The Watch Commander’s Log is a series that provides a direct view into the threats Agio’s Managed Detection and Response (MDR) team handles for our clients. If you have questions about anything you read here, please feel free to reach out to us at firstname.lastname@example.org. If you are a current Agio MDR client, you can also reach out to your assigned MDR analyst.
The MDR team has come across a botnet via an outbound SSH connection from one of our clients that is related to the LeetHozer botnet and has ties to an attacker that goes by vbrxmr.
LeetHozer takes cues from the well-known Mirai botnet by adopting the loading and reporting mechanisms but differs in its command and control and the encryption used.
The LeetHozer botnet uses port 9530 to telnet or SSH to the potential victim machine to compromise default passwords. After successful compromise, the botnet propagates by using the victim to scan the internet for other devices with port 9530 open, and then recycles its payload for default credential abuse across vulnerable devices.
After the malware has infected the host, it uses encrypted command and control channels to send commands and arguments to infected hosts. This botnet is used for large scale denial of service (DoS) attacks.
This is the raw log of the initial outbound connection to 18.104.22.168, the IP that was flagged by open source intelligence.
Below is the resolution of a web request over HTTPS toward this IP address. No content is displayed or is present other than the author’s ASCII art.
Open source intelligence from the Cisco Talos team shows that the IP in question has been listed on blacklists and has a poor reputation.
The IP has also been found in a Bitdefender article related to the Dark Nexus IoT botnet. This article states the attack uses the IP address to debug issues with command and control nodes.

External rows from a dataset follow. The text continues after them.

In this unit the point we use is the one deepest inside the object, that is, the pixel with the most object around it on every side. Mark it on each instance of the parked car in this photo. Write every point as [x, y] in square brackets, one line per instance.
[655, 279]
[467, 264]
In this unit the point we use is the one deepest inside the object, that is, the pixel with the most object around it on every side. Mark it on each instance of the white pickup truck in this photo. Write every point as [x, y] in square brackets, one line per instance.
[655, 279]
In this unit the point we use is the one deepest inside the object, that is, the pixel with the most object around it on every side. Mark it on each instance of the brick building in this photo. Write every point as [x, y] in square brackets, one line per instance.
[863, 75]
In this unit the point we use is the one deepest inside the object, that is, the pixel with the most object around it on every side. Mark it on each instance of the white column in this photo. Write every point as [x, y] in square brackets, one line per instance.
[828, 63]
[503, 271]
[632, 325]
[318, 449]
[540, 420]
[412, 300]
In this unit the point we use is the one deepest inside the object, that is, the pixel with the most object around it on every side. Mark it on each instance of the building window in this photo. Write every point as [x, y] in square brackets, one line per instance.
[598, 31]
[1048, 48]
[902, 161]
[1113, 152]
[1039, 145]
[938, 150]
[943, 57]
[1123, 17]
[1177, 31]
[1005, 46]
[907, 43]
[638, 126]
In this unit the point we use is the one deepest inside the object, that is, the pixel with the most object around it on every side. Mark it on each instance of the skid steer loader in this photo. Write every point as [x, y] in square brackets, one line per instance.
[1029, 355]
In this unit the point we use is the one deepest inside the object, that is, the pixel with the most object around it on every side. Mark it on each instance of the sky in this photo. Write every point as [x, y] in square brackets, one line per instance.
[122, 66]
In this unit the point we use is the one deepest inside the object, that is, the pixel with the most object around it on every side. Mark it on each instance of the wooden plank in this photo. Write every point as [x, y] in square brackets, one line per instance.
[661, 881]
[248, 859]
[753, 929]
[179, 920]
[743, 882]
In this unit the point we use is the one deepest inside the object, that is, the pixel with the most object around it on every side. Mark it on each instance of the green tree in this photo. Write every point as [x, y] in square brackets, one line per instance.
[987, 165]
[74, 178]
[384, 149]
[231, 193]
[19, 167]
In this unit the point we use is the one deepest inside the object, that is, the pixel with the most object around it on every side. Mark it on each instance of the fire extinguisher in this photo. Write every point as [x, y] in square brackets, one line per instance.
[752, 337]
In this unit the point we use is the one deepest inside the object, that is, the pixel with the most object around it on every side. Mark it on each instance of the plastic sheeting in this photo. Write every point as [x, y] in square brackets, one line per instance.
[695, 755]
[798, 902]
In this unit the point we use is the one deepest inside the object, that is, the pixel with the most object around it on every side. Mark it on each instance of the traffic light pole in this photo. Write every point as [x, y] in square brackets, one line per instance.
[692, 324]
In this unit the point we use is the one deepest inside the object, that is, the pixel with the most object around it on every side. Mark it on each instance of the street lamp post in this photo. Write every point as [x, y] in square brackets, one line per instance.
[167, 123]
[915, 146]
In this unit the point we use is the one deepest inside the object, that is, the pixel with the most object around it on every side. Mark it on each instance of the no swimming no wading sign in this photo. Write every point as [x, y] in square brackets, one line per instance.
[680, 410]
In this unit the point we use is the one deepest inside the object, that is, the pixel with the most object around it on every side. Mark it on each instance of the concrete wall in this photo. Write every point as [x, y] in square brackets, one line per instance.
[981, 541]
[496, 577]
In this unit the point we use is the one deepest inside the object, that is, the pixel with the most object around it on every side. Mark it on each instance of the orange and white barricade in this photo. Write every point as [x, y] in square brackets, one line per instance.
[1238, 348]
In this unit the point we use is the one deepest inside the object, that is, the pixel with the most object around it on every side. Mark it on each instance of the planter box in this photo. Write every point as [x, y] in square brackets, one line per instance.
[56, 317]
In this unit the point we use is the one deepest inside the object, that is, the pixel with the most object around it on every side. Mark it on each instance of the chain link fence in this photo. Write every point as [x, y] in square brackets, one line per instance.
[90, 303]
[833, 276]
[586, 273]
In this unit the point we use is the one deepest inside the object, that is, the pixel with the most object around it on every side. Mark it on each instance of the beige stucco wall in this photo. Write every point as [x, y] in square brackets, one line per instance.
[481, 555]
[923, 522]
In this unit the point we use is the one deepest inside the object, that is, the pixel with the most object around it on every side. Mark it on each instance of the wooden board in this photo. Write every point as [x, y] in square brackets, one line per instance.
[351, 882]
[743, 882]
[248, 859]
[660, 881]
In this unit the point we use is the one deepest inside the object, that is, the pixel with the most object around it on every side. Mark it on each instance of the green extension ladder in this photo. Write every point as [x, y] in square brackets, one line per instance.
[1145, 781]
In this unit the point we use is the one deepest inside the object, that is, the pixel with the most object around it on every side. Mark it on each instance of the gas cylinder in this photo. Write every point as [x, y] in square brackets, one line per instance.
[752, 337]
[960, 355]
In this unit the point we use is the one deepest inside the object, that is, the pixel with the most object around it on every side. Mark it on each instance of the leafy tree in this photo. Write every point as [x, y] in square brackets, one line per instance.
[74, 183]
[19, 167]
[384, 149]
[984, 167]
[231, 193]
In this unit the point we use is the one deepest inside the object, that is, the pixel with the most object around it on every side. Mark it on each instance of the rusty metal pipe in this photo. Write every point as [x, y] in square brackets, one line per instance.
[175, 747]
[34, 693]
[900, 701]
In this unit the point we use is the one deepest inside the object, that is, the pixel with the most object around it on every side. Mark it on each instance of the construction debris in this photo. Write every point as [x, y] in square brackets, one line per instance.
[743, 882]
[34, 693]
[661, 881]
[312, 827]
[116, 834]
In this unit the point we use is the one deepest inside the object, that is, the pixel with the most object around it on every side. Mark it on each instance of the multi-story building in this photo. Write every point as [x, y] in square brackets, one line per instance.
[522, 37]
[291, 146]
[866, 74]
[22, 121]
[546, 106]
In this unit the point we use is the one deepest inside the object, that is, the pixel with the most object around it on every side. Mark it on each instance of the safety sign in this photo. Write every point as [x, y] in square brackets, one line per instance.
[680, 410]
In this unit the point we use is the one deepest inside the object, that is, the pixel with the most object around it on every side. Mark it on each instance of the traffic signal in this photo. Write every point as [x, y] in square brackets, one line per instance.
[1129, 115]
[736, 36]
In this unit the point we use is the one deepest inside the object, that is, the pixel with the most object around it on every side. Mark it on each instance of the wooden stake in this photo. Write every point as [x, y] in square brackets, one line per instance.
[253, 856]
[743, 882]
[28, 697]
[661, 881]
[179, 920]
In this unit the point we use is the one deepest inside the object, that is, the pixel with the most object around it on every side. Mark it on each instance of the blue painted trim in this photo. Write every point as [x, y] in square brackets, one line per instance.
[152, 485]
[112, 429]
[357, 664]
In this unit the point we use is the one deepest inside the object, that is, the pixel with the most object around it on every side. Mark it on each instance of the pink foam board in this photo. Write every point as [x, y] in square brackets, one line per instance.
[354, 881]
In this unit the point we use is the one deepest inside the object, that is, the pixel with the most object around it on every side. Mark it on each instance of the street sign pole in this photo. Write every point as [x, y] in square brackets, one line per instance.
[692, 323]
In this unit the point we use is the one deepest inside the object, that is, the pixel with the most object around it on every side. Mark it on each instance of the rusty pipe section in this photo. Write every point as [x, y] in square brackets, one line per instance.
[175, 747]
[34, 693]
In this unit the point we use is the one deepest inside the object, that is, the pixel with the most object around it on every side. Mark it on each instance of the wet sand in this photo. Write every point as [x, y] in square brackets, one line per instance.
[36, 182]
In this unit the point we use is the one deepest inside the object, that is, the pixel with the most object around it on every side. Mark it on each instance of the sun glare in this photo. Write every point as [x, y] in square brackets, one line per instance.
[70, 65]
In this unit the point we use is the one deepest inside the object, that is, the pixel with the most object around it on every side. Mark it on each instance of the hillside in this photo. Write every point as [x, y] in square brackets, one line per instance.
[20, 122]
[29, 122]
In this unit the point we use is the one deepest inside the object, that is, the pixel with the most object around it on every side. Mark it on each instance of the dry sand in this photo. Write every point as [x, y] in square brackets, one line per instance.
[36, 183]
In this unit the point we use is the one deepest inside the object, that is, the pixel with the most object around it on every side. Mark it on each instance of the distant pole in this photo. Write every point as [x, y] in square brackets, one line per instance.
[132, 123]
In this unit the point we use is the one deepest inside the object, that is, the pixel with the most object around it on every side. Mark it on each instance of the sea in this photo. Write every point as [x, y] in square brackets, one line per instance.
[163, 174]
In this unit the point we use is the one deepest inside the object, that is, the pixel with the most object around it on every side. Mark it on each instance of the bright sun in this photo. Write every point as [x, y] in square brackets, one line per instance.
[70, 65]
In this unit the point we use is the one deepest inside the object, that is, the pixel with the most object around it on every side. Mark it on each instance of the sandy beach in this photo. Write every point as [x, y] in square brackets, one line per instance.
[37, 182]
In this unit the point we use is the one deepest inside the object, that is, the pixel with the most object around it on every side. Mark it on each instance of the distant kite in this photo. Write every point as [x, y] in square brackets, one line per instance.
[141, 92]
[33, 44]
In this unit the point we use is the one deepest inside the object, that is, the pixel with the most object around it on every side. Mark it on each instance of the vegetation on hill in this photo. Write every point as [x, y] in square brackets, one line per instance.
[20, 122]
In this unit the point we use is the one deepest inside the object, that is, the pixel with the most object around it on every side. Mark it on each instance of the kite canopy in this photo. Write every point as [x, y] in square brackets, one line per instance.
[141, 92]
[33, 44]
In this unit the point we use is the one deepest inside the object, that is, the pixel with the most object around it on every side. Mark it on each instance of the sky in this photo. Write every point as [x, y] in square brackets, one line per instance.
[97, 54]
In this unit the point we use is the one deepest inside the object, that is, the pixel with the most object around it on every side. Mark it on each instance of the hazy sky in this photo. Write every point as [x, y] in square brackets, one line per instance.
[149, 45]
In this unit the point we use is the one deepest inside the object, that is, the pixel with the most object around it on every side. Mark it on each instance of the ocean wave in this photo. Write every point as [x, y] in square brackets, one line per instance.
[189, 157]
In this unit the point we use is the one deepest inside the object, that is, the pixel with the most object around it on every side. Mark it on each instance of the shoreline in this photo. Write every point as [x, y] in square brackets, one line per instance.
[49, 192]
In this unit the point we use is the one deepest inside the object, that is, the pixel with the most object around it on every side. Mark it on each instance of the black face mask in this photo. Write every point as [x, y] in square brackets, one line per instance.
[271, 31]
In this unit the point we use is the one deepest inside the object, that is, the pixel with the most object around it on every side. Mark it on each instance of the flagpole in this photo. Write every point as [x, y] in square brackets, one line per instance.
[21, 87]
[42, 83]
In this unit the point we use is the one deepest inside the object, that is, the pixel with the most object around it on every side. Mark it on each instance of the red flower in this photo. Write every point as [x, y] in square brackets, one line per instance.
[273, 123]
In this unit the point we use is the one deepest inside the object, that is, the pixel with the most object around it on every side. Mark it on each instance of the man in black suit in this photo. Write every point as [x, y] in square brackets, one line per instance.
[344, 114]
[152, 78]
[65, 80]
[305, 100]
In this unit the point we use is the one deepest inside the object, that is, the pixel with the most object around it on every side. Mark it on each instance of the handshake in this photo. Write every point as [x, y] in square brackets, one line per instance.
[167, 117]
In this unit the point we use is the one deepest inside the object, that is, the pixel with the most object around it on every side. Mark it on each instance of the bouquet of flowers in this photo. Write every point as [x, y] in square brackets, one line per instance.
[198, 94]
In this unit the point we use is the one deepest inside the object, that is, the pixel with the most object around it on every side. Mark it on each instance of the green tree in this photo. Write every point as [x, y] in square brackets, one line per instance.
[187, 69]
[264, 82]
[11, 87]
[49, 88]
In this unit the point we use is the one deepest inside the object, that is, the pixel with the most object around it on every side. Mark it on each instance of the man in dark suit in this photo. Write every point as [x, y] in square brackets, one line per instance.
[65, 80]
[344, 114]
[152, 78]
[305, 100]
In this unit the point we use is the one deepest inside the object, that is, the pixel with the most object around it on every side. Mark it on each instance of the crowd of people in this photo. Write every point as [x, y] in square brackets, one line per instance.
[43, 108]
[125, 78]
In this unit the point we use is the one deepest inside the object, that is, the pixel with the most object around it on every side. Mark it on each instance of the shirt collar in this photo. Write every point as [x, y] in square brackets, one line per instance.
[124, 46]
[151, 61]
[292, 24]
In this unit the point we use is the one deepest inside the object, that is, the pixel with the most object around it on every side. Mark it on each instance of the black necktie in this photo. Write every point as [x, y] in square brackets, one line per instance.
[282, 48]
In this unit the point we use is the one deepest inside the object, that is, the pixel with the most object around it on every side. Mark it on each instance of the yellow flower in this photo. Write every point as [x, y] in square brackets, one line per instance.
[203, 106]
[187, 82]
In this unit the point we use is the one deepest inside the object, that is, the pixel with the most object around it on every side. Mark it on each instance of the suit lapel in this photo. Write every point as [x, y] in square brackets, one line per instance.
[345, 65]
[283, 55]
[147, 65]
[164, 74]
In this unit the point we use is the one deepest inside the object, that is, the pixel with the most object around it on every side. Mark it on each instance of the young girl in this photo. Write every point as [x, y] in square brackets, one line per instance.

A web crawl for the ASCII art verbiage has identified a potential Twitter account associated with the malware author.
This graph shows the relationship of files and sites for this IP address from the original incident. The loader and the responder portions of the botnet are displayed on the right. Sites associated with this IP may be other compromised hosts or propagation methods of this botnet.
IoT botnet attacks are an increasing threat in an increasingly unsecure internet. Attack surface increases daily as new devices with lax security are added to networks at home and in businesses environments. These types of attacks will continue to rise in popularity as the ability to conduct them and the value of botnets rise.